Kami turun dari mobil, dan aku mendapati mata Abigail melebar gugup. Aku menjangkau sisinya, lalu melingkarkan lenganku pada pinggangnya.
"Hey, kau baik-baik saja?" Gumamku.
"Yeah."
"Abigail," aku memutar bahunya lembut untuk menghadapku. "Kita hanya akan masuk untuk menyapa bosku serta temannya, memesan satu minuman, lalu pergi. Rileks."
"Well, yeah, ide bagus."
Aku tidak melepaskan lenganku pada tubuh Abigail mengingat hal itulah yang membuatnya tetap tenang. Sangat mengejutkan aku bertemu banyak orang yang pernah bekerja denganku di Chairs & Coffee.
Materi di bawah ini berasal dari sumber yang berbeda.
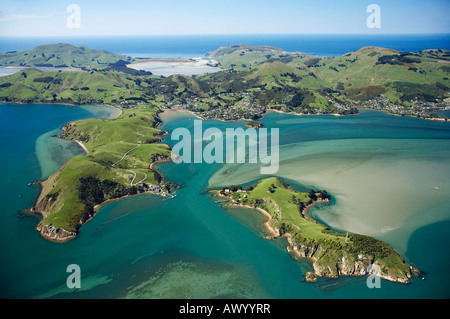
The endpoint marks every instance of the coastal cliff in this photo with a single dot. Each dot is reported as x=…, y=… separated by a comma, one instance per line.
x=333, y=254
x=119, y=160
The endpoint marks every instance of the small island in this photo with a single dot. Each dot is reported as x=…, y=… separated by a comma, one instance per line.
x=120, y=159
x=333, y=254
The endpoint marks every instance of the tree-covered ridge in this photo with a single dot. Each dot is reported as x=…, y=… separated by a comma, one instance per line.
x=334, y=254
x=118, y=164
x=257, y=79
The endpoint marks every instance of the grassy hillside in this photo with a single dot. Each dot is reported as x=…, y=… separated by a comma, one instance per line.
x=257, y=78
x=334, y=254
x=62, y=55
x=69, y=195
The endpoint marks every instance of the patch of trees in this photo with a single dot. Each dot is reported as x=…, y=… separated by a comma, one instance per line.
x=124, y=69
x=46, y=79
x=334, y=69
x=368, y=245
x=302, y=99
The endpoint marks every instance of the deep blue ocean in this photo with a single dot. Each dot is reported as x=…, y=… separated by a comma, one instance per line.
x=198, y=45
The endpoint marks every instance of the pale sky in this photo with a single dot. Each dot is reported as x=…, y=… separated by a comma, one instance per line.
x=149, y=17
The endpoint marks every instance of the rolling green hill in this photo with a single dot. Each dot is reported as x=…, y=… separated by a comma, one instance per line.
x=333, y=254
x=120, y=153
x=62, y=55
x=254, y=79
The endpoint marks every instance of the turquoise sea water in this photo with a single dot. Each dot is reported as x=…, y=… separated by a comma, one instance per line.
x=190, y=247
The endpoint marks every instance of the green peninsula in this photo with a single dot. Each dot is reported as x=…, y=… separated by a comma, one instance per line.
x=333, y=254
x=254, y=80
x=118, y=163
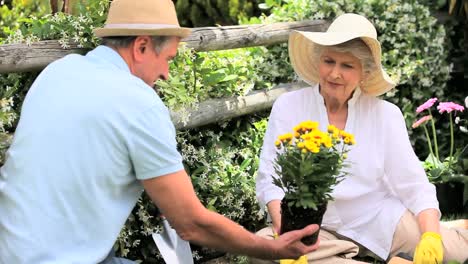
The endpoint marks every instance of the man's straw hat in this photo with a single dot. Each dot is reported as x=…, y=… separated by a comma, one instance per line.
x=344, y=28
x=142, y=17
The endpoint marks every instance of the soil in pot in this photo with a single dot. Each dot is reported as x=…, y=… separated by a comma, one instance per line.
x=294, y=218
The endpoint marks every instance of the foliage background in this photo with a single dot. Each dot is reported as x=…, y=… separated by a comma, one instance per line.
x=223, y=158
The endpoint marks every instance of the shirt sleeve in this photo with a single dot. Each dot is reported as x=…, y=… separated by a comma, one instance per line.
x=403, y=169
x=152, y=144
x=265, y=189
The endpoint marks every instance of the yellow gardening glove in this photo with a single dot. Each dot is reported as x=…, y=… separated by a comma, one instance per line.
x=301, y=260
x=429, y=250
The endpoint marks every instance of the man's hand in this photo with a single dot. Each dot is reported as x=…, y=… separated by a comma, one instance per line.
x=289, y=245
x=429, y=249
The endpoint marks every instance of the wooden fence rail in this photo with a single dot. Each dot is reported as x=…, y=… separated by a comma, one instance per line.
x=23, y=57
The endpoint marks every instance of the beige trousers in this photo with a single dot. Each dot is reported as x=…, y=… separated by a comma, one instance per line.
x=338, y=249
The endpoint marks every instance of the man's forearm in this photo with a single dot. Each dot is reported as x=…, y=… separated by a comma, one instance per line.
x=215, y=231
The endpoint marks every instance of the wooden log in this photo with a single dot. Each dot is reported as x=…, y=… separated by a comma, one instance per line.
x=212, y=111
x=23, y=57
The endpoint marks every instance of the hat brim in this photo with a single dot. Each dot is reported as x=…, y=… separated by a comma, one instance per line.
x=115, y=32
x=305, y=62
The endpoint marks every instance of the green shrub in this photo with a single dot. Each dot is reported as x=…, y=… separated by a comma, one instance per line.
x=201, y=13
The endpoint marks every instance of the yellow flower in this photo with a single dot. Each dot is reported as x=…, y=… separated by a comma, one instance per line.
x=331, y=129
x=327, y=142
x=347, y=140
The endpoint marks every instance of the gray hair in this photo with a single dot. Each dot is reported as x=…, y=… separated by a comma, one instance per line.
x=125, y=41
x=357, y=47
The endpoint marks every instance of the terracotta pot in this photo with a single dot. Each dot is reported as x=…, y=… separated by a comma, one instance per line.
x=295, y=218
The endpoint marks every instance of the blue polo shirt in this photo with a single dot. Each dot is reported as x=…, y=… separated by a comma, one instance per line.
x=89, y=131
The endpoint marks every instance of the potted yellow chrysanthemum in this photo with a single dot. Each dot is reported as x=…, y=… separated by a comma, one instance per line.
x=309, y=164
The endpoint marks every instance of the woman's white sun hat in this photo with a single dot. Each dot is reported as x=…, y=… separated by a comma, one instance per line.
x=344, y=28
x=142, y=17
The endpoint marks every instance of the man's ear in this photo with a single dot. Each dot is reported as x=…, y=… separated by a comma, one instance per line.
x=141, y=45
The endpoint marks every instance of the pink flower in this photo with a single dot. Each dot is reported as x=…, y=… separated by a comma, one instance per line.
x=421, y=121
x=449, y=107
x=428, y=104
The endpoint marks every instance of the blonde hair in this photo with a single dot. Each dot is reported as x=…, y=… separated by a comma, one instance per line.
x=357, y=47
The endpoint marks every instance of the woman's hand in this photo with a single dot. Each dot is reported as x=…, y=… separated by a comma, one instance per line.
x=429, y=249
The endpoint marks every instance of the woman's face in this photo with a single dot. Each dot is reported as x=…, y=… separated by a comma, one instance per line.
x=340, y=74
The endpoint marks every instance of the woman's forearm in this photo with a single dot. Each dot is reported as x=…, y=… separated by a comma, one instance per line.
x=429, y=221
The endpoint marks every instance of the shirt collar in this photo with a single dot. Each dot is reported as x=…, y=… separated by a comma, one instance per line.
x=354, y=98
x=108, y=55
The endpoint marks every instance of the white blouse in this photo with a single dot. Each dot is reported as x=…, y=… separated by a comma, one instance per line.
x=385, y=176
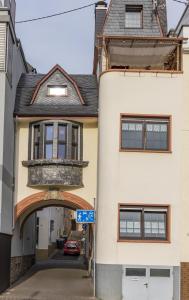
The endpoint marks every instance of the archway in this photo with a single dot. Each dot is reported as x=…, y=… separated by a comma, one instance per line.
x=43, y=199
x=36, y=203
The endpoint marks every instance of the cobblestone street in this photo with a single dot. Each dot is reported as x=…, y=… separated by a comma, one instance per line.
x=48, y=281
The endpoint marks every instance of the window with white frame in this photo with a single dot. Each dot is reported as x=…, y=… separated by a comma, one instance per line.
x=145, y=133
x=57, y=90
x=143, y=223
x=133, y=16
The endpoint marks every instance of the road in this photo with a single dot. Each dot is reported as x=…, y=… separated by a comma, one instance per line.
x=53, y=280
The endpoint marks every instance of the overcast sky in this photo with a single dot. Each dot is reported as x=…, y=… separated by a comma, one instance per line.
x=68, y=39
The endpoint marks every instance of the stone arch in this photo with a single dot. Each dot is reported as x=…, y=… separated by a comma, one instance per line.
x=44, y=199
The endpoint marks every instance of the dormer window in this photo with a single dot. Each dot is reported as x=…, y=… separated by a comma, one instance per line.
x=133, y=16
x=57, y=90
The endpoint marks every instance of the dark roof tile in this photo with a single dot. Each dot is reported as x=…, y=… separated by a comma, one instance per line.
x=87, y=85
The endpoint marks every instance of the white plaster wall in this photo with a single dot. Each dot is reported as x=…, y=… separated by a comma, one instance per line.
x=184, y=234
x=131, y=177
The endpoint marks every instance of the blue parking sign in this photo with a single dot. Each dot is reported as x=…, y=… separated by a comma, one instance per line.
x=85, y=216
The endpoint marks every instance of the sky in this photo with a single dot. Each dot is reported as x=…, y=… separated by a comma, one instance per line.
x=66, y=40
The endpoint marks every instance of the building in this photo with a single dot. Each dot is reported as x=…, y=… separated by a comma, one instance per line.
x=140, y=158
x=182, y=31
x=56, y=152
x=12, y=64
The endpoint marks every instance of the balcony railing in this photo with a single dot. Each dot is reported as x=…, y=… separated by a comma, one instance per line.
x=133, y=53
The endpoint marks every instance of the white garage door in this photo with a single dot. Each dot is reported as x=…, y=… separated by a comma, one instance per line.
x=147, y=283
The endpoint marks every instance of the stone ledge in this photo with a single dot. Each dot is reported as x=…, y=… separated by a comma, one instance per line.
x=68, y=173
x=64, y=162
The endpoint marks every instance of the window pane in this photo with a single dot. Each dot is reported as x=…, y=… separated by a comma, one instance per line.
x=155, y=225
x=62, y=132
x=57, y=90
x=160, y=272
x=36, y=133
x=156, y=136
x=48, y=151
x=133, y=19
x=36, y=151
x=49, y=132
x=132, y=135
x=74, y=135
x=130, y=224
x=74, y=152
x=135, y=272
x=36, y=142
x=62, y=151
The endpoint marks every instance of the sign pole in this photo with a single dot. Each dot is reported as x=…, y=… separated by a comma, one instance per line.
x=94, y=251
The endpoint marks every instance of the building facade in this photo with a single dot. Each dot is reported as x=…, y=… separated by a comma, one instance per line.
x=56, y=150
x=12, y=65
x=140, y=159
x=137, y=135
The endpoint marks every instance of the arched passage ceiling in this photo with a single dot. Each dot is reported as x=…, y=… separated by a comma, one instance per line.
x=36, y=201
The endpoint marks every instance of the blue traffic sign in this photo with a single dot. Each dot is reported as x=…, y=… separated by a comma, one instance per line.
x=85, y=216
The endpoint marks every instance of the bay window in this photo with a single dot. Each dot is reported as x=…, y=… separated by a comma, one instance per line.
x=55, y=140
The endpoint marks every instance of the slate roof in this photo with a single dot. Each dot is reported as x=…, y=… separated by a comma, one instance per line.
x=184, y=20
x=87, y=85
x=115, y=20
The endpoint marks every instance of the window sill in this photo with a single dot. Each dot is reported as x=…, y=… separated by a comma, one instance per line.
x=64, y=162
x=55, y=172
x=144, y=241
x=145, y=151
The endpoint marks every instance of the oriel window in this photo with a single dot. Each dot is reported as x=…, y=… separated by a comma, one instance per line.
x=55, y=140
x=48, y=141
x=62, y=141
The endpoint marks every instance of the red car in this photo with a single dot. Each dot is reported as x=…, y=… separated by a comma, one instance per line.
x=72, y=247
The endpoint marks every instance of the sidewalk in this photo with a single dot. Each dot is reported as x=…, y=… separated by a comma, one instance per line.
x=51, y=284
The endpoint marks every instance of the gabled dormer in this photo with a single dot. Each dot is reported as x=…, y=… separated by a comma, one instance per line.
x=57, y=88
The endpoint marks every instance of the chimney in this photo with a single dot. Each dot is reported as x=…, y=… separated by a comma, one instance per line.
x=100, y=14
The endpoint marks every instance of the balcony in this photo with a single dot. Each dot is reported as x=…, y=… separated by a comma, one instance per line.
x=132, y=53
x=55, y=172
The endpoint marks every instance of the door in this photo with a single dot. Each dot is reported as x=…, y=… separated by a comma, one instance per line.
x=135, y=284
x=147, y=283
x=160, y=284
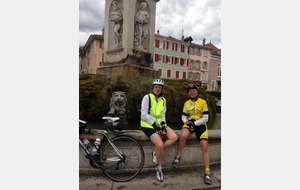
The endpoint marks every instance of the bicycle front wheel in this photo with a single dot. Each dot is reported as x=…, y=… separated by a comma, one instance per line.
x=124, y=161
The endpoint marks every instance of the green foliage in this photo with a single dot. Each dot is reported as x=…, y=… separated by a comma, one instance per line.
x=95, y=92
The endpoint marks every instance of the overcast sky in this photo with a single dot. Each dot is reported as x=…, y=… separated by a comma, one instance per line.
x=195, y=18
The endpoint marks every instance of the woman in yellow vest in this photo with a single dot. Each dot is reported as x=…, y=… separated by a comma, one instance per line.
x=153, y=123
x=194, y=118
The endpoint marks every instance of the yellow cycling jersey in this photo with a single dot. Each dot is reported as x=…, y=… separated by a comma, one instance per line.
x=195, y=109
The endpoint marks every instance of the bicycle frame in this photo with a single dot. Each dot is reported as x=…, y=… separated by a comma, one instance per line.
x=105, y=137
x=119, y=162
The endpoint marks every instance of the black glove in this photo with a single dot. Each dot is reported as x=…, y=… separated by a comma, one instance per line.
x=191, y=124
x=163, y=126
x=156, y=127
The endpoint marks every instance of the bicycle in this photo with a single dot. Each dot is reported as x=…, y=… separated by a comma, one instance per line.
x=120, y=157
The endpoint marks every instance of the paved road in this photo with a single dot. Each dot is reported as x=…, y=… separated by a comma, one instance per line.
x=173, y=180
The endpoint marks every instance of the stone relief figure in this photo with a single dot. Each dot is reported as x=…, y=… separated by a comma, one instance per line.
x=117, y=18
x=118, y=102
x=141, y=25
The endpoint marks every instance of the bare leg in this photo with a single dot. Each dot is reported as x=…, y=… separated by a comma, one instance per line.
x=205, y=154
x=159, y=148
x=185, y=133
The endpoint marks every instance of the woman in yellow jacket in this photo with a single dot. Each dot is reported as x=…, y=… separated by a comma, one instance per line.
x=195, y=118
x=153, y=123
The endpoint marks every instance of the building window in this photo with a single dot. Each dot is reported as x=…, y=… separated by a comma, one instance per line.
x=176, y=60
x=213, y=85
x=161, y=44
x=183, y=75
x=160, y=73
x=204, y=65
x=160, y=58
x=157, y=43
x=168, y=73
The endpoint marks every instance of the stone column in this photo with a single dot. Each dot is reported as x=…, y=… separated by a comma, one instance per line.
x=129, y=56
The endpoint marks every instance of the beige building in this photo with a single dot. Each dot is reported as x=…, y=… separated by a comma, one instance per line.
x=173, y=58
x=214, y=68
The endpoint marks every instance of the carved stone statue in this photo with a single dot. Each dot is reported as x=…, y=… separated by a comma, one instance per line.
x=141, y=25
x=117, y=18
x=118, y=103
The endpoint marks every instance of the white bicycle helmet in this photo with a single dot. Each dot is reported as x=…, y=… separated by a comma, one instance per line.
x=158, y=82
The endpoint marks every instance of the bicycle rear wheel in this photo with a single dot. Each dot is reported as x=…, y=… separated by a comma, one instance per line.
x=126, y=168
Mereka masih tetap menyebalkan, tapi Abigail mengambil alih untuk menolongku. Ia begitu ramah kepada semua orang yang bahkan tidak kuanggap sebagai teman ataupun rekan kerja.
"Jadi, kau pacar Sebastian?" Tanya seorang laki-laki gempal bermata sipit yang sering mengajakku mengobrol di dapur tapi aku tidak ingat namanya.
Abigail tersenyum manis sebelum menjawab, "Well, seperti itulah."
Gantian seorang gadis muda yang mungkin baru menginjak usia 20 yang membuka mulut. Ia tergelak. "Menakjubkan, bukan? Siapa yang mengira seseorang seperti Sebastian bisa punya pacar?"
"Kalian harus mengenal Sebastian lebih dalam lagi. Mungkin kita bisa menghabiskan waktu bersama?" Tawar Abigail, dan seketika mataku melotot.
"Oh, tidak!" Sergahku. "Aku sibuk. Maaf."
Aku menarik tangan Abigail untuk menjauh dari mereka berdua. Bisa-bisanya dia berbicara seperti itu! Sampai kapan pun aku tidak akan mau membuka diri kepada orang lain. Well, siapa yang tahu? Bisa saja mereka tidak benar-benar ingin mengenalku.
"Sangat tidak sopan, Seb," gerutu Abigail.
"Aku tidak sopan? Well, bagaimana denganmu?" Semburku. "Kau mengajak mereka untuk mengenalku lebih dalam, tanpa seizinku."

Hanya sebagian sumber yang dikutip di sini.